Rather Jesus, God in the flesh, comes among the crowd.
Looks them in the eye.
Experiences their challenges.
Sees them in their fullness.
And even when the world would look away or try to ignore them, Jesus proclaims them blessed.
It’s as if Jesus is teaching us that unless we actually see each other as equals, unless we realize that we are in this together, unless we all stand on the same level, we will never experience the fullness of the Kingdom of God.
Which perhaps leads us to another difference in Luke’s version—the woes.
“Woe to you who are rich,” Jesus says, “for you have received your consolation. Woe to you who are full now, for you will be hungry. Woe to you who are laughing now, for you will mourn and weep. Woe to you when all speak well of you, for that is what their ancestors did to the false prophets.”
Now, while we may try to pass off Jesus’ words to “you who are rich” as directed to those millionaires and the billionaires, but it’s not so easy for us to get out from these woes, is it?
I know that I have a fridge full of food at home.
I know that I am in generally in good spirits.
I at least hope that others speak well of me.
And when I compare myself to the rest of the world, I know that must acknowledge that I am indeed rich.
It certainly seems like I fall much more into this second category than the first.
I’m guessing I’m not alone.
But before we despair, I really don’t think Jesus is pairing his declarations of blessings with declarations of condemnation here; these woes aren’t intended to be curses.
Rather Jesus is trying to get his disciples attention; he’s trying to get our attention.
He’s using these strong words as warning to us that even though we may think we have it all, we are missing something.
He’s imploring us to stop averting our eyes and to look around us and see the realities of our neighbors.
He’s reminding us that even if we think we can do it all on our own, we are fooling ourselves because we standing together with our siblings—all on a level place, equal in the sight of God.
And these woes aren’t just for those who would rather blast themselves into space than provide shelter for the residents of their city who live on the street.
These woes aren’t just for those who would rather maintain some sense of order than feed their hungry neighbors.

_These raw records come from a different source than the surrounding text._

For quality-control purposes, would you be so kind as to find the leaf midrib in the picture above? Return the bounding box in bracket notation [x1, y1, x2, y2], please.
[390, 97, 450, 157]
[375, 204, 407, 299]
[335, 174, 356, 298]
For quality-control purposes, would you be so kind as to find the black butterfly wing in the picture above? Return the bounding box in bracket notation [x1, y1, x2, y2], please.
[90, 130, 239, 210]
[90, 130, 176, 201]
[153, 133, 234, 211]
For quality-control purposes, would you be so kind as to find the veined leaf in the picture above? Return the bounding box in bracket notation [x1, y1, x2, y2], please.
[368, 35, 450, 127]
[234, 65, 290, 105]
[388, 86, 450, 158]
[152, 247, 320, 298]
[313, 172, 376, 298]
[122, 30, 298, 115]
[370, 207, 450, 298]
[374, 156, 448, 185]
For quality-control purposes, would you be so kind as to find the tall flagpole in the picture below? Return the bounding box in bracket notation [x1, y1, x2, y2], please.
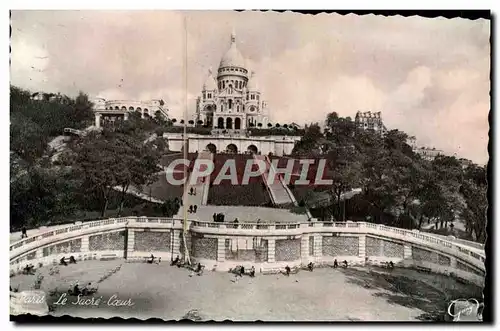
[182, 16, 191, 264]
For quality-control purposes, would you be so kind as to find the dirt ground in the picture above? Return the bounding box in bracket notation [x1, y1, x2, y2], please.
[11, 260, 481, 321]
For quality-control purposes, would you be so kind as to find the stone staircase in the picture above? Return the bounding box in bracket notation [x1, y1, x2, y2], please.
[176, 151, 213, 218]
[253, 154, 296, 205]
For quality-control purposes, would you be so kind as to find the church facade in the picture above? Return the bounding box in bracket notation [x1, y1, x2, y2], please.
[196, 33, 269, 132]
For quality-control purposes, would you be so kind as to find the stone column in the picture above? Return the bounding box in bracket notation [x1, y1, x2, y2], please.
[267, 239, 276, 263]
[80, 236, 90, 253]
[300, 235, 309, 262]
[35, 248, 43, 260]
[403, 245, 412, 260]
[379, 239, 385, 257]
[358, 234, 366, 265]
[314, 234, 323, 258]
[126, 228, 135, 258]
[217, 238, 226, 262]
[450, 256, 457, 269]
[95, 114, 102, 128]
[171, 230, 181, 258]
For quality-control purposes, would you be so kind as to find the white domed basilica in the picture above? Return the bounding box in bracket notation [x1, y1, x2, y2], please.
[196, 33, 269, 131]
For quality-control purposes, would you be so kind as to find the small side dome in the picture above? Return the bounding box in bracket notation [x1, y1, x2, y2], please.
[203, 70, 217, 91]
[247, 71, 259, 91]
[219, 32, 245, 69]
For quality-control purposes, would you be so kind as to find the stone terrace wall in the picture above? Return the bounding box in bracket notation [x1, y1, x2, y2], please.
[457, 261, 485, 276]
[382, 240, 404, 259]
[224, 239, 268, 262]
[134, 231, 171, 252]
[43, 239, 82, 256]
[323, 236, 359, 256]
[411, 246, 451, 266]
[275, 239, 300, 261]
[366, 236, 404, 259]
[89, 231, 125, 251]
[191, 236, 217, 260]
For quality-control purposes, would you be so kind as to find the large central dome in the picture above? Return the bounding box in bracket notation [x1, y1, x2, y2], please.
[219, 32, 245, 69]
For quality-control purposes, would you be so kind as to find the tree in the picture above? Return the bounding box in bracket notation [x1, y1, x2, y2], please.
[68, 126, 161, 217]
[460, 165, 488, 243]
[292, 123, 326, 156]
[326, 146, 362, 220]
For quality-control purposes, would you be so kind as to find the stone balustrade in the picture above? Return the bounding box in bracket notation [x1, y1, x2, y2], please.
[10, 217, 485, 282]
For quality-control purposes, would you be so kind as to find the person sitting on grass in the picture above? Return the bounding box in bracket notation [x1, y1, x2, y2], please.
[195, 263, 203, 276]
[73, 281, 81, 295]
[21, 226, 28, 239]
[59, 256, 68, 266]
[23, 264, 35, 275]
[170, 255, 180, 266]
[250, 266, 255, 278]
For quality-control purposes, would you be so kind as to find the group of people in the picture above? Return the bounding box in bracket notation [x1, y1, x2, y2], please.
[68, 281, 97, 296]
[59, 255, 76, 266]
[146, 254, 161, 264]
[333, 259, 349, 268]
[230, 265, 255, 278]
[23, 263, 35, 275]
[213, 213, 226, 223]
[170, 255, 205, 276]
[21, 226, 28, 239]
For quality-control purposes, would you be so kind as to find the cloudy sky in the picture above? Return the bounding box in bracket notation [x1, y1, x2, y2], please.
[11, 11, 490, 163]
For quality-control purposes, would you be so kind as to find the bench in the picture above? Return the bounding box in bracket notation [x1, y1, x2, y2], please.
[260, 267, 300, 275]
[455, 277, 470, 285]
[125, 255, 161, 263]
[99, 254, 118, 261]
[416, 266, 432, 273]
[260, 268, 284, 275]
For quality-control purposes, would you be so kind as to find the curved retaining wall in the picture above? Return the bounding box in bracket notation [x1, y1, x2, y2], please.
[10, 217, 485, 285]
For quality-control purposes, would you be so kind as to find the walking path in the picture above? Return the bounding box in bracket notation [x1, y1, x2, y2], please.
[253, 154, 293, 205]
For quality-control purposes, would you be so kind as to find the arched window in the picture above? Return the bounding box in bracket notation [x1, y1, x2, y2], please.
[217, 117, 224, 129]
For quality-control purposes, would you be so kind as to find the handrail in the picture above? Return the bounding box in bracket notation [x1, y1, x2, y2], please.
[10, 216, 485, 262]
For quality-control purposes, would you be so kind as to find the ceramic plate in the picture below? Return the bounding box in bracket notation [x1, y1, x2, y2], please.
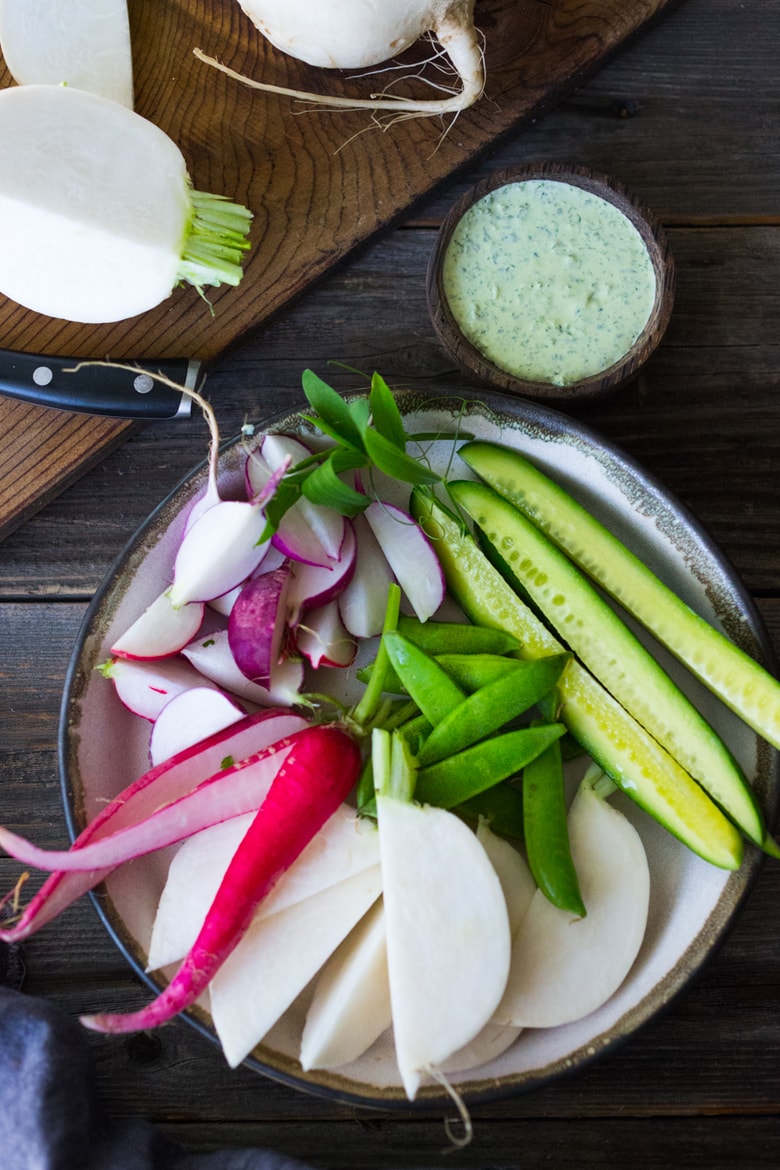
[60, 393, 778, 1108]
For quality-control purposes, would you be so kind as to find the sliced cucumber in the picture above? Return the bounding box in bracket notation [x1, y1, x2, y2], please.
[413, 491, 743, 869]
[449, 480, 765, 845]
[460, 442, 780, 748]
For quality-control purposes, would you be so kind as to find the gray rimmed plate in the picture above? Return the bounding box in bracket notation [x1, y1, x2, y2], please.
[60, 392, 779, 1109]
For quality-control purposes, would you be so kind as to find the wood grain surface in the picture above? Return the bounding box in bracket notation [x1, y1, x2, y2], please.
[0, 0, 780, 1170]
[0, 0, 672, 538]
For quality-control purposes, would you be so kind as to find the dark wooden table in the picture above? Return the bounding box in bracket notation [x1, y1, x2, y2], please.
[0, 0, 780, 1170]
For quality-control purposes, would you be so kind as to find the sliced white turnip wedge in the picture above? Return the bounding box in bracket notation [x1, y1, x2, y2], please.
[338, 515, 395, 638]
[288, 514, 357, 627]
[372, 731, 511, 1101]
[0, 0, 133, 109]
[147, 805, 379, 971]
[295, 601, 358, 670]
[181, 629, 303, 707]
[364, 500, 446, 621]
[301, 899, 393, 1071]
[0, 85, 251, 324]
[111, 590, 203, 659]
[209, 865, 382, 1068]
[170, 500, 270, 606]
[101, 658, 222, 722]
[149, 687, 247, 765]
[495, 782, 650, 1027]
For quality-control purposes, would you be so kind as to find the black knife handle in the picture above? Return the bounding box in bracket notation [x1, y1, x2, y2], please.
[0, 350, 202, 419]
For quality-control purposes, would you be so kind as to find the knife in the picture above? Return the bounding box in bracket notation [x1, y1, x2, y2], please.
[0, 349, 205, 419]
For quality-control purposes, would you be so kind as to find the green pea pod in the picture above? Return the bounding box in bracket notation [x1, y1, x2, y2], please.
[382, 633, 465, 727]
[417, 654, 571, 766]
[415, 723, 566, 808]
[454, 780, 523, 841]
[398, 614, 520, 654]
[523, 741, 586, 918]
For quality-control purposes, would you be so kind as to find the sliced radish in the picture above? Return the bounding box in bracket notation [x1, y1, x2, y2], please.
[295, 601, 358, 670]
[149, 687, 247, 765]
[209, 866, 381, 1068]
[102, 658, 216, 722]
[288, 514, 357, 627]
[111, 590, 203, 659]
[181, 629, 303, 707]
[363, 500, 446, 621]
[228, 562, 292, 688]
[338, 515, 395, 638]
[147, 805, 379, 971]
[171, 500, 269, 605]
[495, 783, 650, 1027]
[0, 0, 133, 109]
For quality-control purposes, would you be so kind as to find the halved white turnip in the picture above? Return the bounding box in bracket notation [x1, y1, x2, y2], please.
[111, 590, 203, 659]
[0, 0, 133, 109]
[495, 782, 650, 1027]
[149, 686, 247, 765]
[0, 85, 251, 323]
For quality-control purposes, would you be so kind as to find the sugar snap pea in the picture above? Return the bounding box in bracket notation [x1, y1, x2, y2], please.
[417, 654, 570, 766]
[415, 723, 566, 808]
[523, 741, 586, 918]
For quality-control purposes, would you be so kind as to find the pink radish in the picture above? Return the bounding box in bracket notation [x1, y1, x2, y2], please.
[295, 601, 358, 670]
[111, 590, 203, 659]
[228, 563, 292, 688]
[171, 500, 269, 606]
[149, 687, 247, 765]
[0, 729, 308, 873]
[364, 500, 444, 621]
[0, 710, 308, 943]
[101, 658, 222, 722]
[82, 727, 360, 1033]
[338, 515, 395, 638]
[288, 514, 357, 627]
[181, 629, 303, 707]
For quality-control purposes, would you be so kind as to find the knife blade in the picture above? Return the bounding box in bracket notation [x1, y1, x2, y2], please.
[0, 349, 205, 420]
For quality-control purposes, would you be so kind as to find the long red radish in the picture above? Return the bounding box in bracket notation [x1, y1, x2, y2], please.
[82, 727, 360, 1033]
[0, 710, 306, 943]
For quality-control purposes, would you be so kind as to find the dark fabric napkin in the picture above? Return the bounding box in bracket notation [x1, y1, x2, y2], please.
[0, 943, 306, 1170]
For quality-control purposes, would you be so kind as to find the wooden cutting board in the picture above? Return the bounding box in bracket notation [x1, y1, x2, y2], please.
[0, 0, 675, 538]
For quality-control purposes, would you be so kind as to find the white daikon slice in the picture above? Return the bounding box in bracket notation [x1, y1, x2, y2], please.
[209, 865, 382, 1068]
[301, 899, 392, 1069]
[495, 784, 650, 1027]
[147, 805, 379, 971]
[377, 793, 511, 1100]
[0, 0, 133, 109]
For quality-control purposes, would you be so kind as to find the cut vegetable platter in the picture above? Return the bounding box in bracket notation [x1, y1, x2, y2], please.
[0, 0, 671, 536]
[60, 394, 778, 1108]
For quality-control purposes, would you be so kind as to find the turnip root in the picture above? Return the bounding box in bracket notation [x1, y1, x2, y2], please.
[495, 782, 650, 1027]
[0, 85, 251, 323]
[0, 0, 133, 109]
[195, 0, 484, 116]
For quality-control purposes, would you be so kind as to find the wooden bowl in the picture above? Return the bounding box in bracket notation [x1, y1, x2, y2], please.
[427, 163, 675, 405]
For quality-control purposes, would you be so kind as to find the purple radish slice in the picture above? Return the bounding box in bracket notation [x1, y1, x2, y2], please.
[287, 522, 357, 628]
[338, 516, 395, 638]
[228, 564, 291, 688]
[171, 500, 269, 606]
[0, 710, 306, 943]
[363, 500, 446, 621]
[149, 686, 247, 765]
[295, 601, 358, 670]
[181, 629, 303, 707]
[0, 731, 302, 873]
[111, 590, 203, 659]
[101, 658, 222, 723]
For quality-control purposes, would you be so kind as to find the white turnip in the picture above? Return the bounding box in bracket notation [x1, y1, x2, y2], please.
[0, 85, 251, 323]
[195, 0, 484, 116]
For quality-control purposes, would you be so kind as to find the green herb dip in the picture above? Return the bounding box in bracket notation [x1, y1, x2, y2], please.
[442, 179, 656, 386]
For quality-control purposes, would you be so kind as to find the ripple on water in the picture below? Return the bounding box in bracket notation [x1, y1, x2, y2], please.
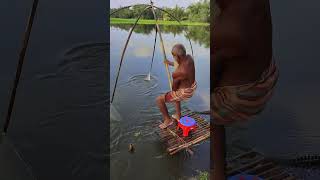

These woes aren’t just a warning for those who would sweep encampments under a rug to avoid the eyes of the country seeing our siblings face to face.
Jesus is reminding each one of us that, even when we think we’ve made it, if our richness, our abundance, our joy, and our good reputations don’t include all of humanity, they are woefully incomplete.
That until we look around to find our God and see our beloved siblings all around us, we can never experience the fullness of God’s Reign which is turning our world upside down.
Last week we heard Jesus call his first disciples who left everything behind to follow him.
Just before this passage we heard today, Jesus names his twelve apostles who will carry his gospel to the ends of the world.
And today, we hear Jesus teach his disciples, teach his apostles, teach us what it looks like when we follow him.
Jesus isn’t saying that God wants us to become impoverished or hungry or mourning or hated in some vain attempt to find God’s blessing, but he invites us to see our siblings as God sees them—as blessed and beloved children of God—and to change our outlook, change our attitude, change our society until all God’s children are actually valued for who they are and treated as they deserve to be.
Each and every one of us is valued, beloved, and blessed by God, even if we don’t act like it.
So, Jesus invites his disciples, ancient and modern, to refocus our eyes from how we have structured the world to how God has designed the world and to do all we can to make that vision a reality.
Because in God’s Commonwealth there are no teams, no unequal statuses, no hoarding for ourselves what is meant to provide for all.
We are all brought together by our God to a level place, to be one community, so we can let go of anything that would separate us and finally experience together the blessedness God has in store for us all.